Jouer avec le feu

L'ouvrage:
Un jour, le jeune Ted LeClare montre le fusil de son père à ses amis, Bobby et Kevin Denison. Il charge l'arme pour leur montrer comment on fait. C'est alors que Kevin tue accidentellement son frère. Au moment où Ted doit être interrogé, sa mère l'adjure de ne pas avouer qu'il a chargé l'arme.

Critique:
Le roman raconte l'espèce de parcours initiatique que connaît Ted après le meurtre. Certains vont le regarder différemment. Un groupe d'adolescents jouant les rebelles et se croyant investis d'une mission va le prendre sous sa coupe. Le lecteur pense tout de suite que Ted, déjà éprouvé, va mal tourner. Pourtant, le jeune garçon réfléchit, analyse ses actes et ceux de ses semblables. Ses choix ne sont pas toujours très bons, mais j'ai trouvé sympathique de sortir d'une ligne toute tracée. Ted finira par se rendre compte que son meilleur conseiller n'est autre que lui-même, comme le lui dit son oncle. Il est un peu perdu entre ce qu'on lui dit, le monde qui bouge autour de lui, mais son instinct le guide.
Je ne sais pas trop quel âge il a, mais il y a un contraste entre ce qu'il vit (il connaît aussi ses premiers émois charnels) et l'intégrité comme innée dont il fait preuve. L'auteur entretient le contraste en le désignant comme «le gamin», ce qui laisse entendre qu'il est jeune. On comprend ses actes et ses motivations, mais il gardera quand même une petite part de mystère.

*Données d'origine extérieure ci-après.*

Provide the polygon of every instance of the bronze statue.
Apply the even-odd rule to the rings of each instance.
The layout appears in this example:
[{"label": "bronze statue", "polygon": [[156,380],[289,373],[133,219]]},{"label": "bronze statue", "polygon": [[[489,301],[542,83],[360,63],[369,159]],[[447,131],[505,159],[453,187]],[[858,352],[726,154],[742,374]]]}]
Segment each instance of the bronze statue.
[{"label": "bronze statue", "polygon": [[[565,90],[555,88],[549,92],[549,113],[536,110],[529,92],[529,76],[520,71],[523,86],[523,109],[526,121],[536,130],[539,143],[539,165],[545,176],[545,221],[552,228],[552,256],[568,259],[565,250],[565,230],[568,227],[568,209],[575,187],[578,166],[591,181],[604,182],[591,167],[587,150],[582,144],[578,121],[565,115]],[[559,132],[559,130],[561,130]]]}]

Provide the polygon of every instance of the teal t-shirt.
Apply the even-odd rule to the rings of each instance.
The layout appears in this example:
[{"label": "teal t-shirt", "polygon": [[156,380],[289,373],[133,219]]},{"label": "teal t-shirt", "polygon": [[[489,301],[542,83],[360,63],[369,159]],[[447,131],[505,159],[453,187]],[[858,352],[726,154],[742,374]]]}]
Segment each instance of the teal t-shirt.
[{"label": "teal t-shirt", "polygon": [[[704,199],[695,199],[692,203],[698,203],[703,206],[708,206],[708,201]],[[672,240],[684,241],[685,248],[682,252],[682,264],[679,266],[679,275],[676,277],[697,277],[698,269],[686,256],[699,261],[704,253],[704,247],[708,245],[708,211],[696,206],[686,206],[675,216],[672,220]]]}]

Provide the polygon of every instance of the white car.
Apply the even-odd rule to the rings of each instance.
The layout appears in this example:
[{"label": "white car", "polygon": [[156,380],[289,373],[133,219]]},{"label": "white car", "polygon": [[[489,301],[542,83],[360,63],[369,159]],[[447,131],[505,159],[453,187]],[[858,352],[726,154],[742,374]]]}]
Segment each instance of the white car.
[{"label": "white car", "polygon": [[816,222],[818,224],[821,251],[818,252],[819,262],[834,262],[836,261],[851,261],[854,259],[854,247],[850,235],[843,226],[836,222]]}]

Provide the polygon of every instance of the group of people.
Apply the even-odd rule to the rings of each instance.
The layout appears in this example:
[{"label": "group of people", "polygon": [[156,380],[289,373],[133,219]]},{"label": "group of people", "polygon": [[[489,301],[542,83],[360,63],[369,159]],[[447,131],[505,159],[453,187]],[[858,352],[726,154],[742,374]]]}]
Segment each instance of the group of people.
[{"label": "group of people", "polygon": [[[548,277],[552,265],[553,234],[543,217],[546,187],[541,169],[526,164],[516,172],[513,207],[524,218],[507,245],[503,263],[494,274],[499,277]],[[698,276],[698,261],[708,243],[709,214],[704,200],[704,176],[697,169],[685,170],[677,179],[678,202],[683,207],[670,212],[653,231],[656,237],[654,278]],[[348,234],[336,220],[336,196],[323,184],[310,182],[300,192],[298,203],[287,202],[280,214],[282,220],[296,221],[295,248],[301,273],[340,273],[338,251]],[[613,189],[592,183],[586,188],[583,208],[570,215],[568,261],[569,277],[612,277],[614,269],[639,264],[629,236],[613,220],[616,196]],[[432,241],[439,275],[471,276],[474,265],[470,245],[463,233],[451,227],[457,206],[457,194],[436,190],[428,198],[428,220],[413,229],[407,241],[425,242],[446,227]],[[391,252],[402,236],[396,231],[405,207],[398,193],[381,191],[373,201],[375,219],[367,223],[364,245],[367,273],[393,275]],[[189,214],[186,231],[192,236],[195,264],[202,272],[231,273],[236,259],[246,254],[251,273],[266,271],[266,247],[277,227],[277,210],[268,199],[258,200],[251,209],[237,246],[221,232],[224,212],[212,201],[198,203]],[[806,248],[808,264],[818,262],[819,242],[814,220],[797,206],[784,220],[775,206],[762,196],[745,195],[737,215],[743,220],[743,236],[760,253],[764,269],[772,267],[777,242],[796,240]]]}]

J'ai moins aimé sa mère. Elle reproduit un comportement qu'elle avait enfant, et c'est aussi peu salutaire qu'à l'époque. Elle s'englue dans un raisonnement dont elle ne veut pas démordre, persuadée que la vérité sera toujours pire que ce qu'elle s'obstine à dire, en dépit du bon sens. Elle aime son fils, mais ne cherche pas (ou ne parvient pas) réellement à l'aider, surtout au moment crucial... En outre, les parents de Ted ne prennent pas vraiment ses désirs en compte. Le jeune garçon ne veut pas déménager. Sans forcément accéder à son souhait, ses parents pouvaient l'écouter et le réconforter. Ted se construit donc seul, tirant des leçons de ses expériences. Une aide discrète et inattendue lui viendra de son oncle. Cela m'a étonnée car je le voyais un peu rustre... Comme quoi, il faut balayer les préjugés.

Certains diront que l'auteur n'est pas très réaliste. Je pense que si. Il bouscule les clichés en montrant un adolescent dont un accident va bouleverser la vie, qui s'engage sur une mauvaise pente, mais qui ne va pas forcément mal finir. Je pense que ce genre de choses est plus fréquent qu'on ne le pense. On voit davantage ceux qui ne peuvent se relever à cause de choses arrivées dans leur enfance, ce n'est pas pour ça qu'il n'y a pas d'autres chemins. J'ai également aimé que les policiers ne soient pas ses êtres suffisants et bornés qu'on trouve dans beaucoup de romans. Ici, ils écoutent, prennent la personne en considération, ne tentent pas de piéger qui que ce soit.
D'autre part, l'auteur n'est pas stupide: il n'a pas créé une fin toute rose, ce qui aurait été totalement incongru. La fin va bien avec le reste du livre.

Un livre réaliste, bien pensé, bien écrit, optimiste sans exagération, mesuré (malgré la plupart des événements qui s'y passent).

Éditeur: Christian Bourgois.
La version audio que j'ai entendue a été enregistrée par Martine Moinat pour la Bibliothèque Sonore Romande.